Elizabeth Edwards
Posted 12/8/2010
Posted in
There is only one topic today.
All day yesterday, after the announcement that Elizabeth Edwards had decided to stop further cancer treatments and had only a brief time to live, I listened to women talk about her. Last night, after the announcement that she had died, I received many emails and listened to many voice mails from women who were sad and scared.
The sad part is obvious. Many of us identified with her and wondered if we could be as strong and brave and resilient as she. It was really clear that she had been given more than her share of tragedies. We hoped that her treatments were going well and that she would be one of those women with Stage IV breast cancer (and, yes, there are a lot of them) who live for years. She wasn't. And that is the scary part: Many women expressed some version of "If they couldn't keep Elizabeth Edwards alive, with all her connections and access to every possible best treatment, what will happen to me?" And we are all fearful of the answer to that question.

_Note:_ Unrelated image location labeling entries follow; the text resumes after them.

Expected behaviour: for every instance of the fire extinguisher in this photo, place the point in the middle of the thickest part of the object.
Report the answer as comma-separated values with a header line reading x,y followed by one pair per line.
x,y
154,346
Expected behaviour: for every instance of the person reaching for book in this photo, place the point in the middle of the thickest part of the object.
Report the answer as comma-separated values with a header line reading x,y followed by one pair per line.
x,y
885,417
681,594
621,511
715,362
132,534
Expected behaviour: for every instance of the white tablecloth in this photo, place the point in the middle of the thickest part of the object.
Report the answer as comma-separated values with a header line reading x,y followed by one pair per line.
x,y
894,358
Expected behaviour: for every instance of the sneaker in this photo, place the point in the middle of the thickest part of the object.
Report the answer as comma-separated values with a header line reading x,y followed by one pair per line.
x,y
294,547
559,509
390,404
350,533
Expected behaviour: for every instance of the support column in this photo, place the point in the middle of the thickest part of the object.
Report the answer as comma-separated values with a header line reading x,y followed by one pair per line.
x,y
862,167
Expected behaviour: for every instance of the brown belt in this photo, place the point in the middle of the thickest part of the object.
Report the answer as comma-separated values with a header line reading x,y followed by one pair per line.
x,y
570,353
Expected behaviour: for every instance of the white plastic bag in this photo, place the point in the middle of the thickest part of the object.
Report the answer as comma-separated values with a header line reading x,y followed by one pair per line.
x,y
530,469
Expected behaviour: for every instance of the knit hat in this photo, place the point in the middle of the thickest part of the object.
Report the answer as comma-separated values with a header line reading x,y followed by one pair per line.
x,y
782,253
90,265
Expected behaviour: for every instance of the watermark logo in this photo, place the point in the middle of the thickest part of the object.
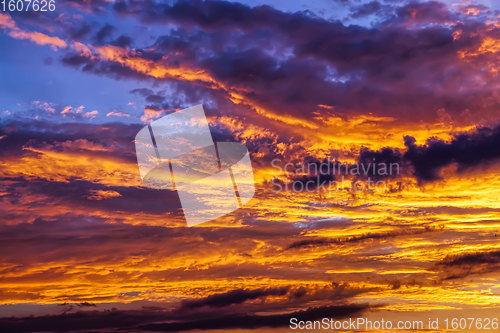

In my job, virtually every day, I spend time with women who are living with advanced breast cancer. Some of them look and feel ill, but most look fine and are going about their lives in a relatively normal way--with periodic crises and treatment changes and fears and against a background of chronic worry and sadness. Since 1993, when I was initially diagnosed with breast cancer, these daily relationships have made it impossible for me to maintain any kind of denial about possibilities. As I have often, not so eloquently, said: "It is a crap shoot." I know many women whose initial breast cancer diagnosis was especially worrisome (large tumor, many positive lymph nodes) who are doing just fine years later--and I know some women who are dying after a first diagnosis of early breast cancer that was expected to be fine after treatment. We just never know.
And it is that very never knowing that presents us, even if we stay healthy, with the choices that Elizabeth Edwards faced every single day. Do we shut down with fear and grief or do we find a way to look that tiger in the eyes, straighten our backs, reach out our hands to each other, and go forward?
Here is my favorite quote from her. Please use the comment section to share yours.
"Nothing will be quite as I want it, but sometimes we eat the toast that is burned on one side anyway, don't we?" she wrote in the memoir, "Resilience."